Once the summer films have had their run, new seasons of the TV shows are waiting for you in the fall to keep your attention, reacting to the events of the summer movies and keeping you immersed in the Marvel universe until the next year’s movies in the spring.
Marvel is a creative company, but they’ve proven an additional, arguably greater expertise at massive scale organization.
It looks like for the next five years, there will always be a Marvel movie in theaters, a Marvel show on your television, a Marvel miniseries on Netflix.
There will always be a Marvel movie in theaters, a Marvel show on your television, a Marvel miniseries on Netflix.
It will be an endless cycle of interconnected media, all feeding off of and into each other. And it stands to provide Marvel and its parent company Disney a nearly endless fount of cash.
The unspoken question remains: how long can Marvel keep this up? At what point will the movies, which have achieved the mass market penetration in a way that their namesake books never really have, succumb to the same weight of accumulated lore and complexity that plagues long running comic books? With Civil Wars, Infinity Wars, a third new superhero team, the Inhumans (in addition to The Avengers and The Guardians of the Galaxy), will people be able to keep up?
It’s not the fans Marvel has to worry about, many of whom have waited for years to see their favorite characters and story arcs on the big screen, but the average moviegoers, who won’t want to do homework on 20 movies worth of backstory just to be able to keep up with Avengers: Infinity War, Part 2 when its released in 2019.

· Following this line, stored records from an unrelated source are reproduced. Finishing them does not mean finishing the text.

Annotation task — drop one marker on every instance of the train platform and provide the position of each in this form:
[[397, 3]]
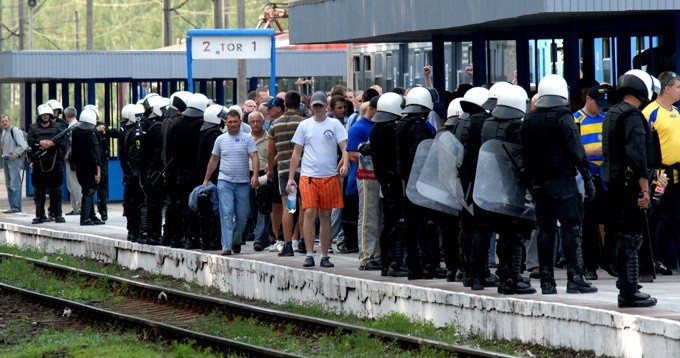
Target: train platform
[[582, 322]]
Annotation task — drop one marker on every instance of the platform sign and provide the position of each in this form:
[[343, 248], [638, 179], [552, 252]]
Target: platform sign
[[230, 48], [228, 44]]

How long can Marvel keep this up?
Another, perhaps more important question, is how much longer can the movie industry in general sustain the big budget superhero movies? Cracks may already be starting to show, with recent rumors that Sony has had to scrap some of its larger Spider-Man plans after a lackluster box office showing for The Amazing Spider-Man 2. And that playing field is only going to get more crowded, with DC’s recently announced cinematic ambitions - Marvel has had the last 6 years almost completely uncontested for super hero audiences, but now has to endure a flood of big budget Batman, Superman, and Wonder Woman movies fighting for audience dollars. (And that’s not even mentioning Fox’s separate X-Men and Fantastic Four franchises, both of which have multiple movies scheduled for the coming years).
But despite the challenges that lie ahead, and whether or not Marvel can succeed it it’s efforts to rule your screens, between Marvel’s recent successes and their extensive plans for the future, it’s clear that they have no intention of slowing down. Over the next five years, there will always be something Marvel to watch… but at a certain point, will we still want to?